In de definitie van een NSW-landgoed, ex art. 1 lid 1 onderdeel a NSW, is bepaald dat een landgoed geheel of gedeeltelijk bezet moet zijn met natuurterreinen, bossen en andere houtopstanden. Sinds 1 juni 2007 is het mogelijk om een rangschikking te krijgen met een bezetting bestaande uit alleen natuurterreinen. Voor 2007 moest er altijd sprake zijn van een bepaald percentage bos of houtopstanden. De wetgever heeft hier bewust voor gekozen om het natuurschoon bezit van natuurschoon van particulieren verder aan te moedigen en het beroep op de NSW te vergroten.
De wetgever heeft vervolgens het begrip gedeeltelijk zo ingevuld dat het moet gaan om tenminste 30% natuurterrein, bos en of andere houtopstanden van het gerangschikte terrein, ex art. 2 lid 1 onderdeel c Rangschikkingsbesluit. Deze 30%-eis is het bezettingsvereiste. Tot de met natuurterreinen bezette oppervlakte worden uitsluitend de natuurterreinen gerekend die een aaneengesloten oppervlakte van minimaal 0,5 hectare hebben.

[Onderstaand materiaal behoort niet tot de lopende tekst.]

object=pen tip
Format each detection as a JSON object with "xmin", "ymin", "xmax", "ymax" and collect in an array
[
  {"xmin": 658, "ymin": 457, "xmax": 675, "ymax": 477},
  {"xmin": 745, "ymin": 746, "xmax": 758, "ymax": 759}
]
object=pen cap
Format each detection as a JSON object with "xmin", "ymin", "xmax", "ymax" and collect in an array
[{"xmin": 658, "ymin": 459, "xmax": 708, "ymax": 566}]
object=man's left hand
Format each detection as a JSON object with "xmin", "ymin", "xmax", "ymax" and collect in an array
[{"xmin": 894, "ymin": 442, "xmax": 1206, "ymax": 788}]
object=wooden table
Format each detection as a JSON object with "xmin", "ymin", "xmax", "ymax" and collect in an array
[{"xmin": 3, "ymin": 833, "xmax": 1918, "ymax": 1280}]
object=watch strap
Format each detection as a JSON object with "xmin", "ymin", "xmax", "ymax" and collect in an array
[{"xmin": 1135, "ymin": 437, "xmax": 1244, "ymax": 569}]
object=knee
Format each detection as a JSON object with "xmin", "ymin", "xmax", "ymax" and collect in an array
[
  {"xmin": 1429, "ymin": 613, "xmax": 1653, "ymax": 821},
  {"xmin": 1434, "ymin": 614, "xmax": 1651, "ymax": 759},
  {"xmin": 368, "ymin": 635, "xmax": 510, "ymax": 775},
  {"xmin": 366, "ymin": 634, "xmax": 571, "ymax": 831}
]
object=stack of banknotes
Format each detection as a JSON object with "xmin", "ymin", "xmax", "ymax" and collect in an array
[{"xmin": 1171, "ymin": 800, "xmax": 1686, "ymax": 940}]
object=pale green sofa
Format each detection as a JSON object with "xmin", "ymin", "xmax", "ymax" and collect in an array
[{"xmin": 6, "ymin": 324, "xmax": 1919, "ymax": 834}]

Voor kleinere landgoederen (tussen de 1 en 5 hectare) is deze voorwaarde verscherpt naar een minimaal bezettingspercentage van 50%.
Er is een uitzondering gemaakt voor buitenplaatsen en landgoederen kleiner dan 1 hectare. Deze hoeven niet aan het bezettingsvereiste te voldoen.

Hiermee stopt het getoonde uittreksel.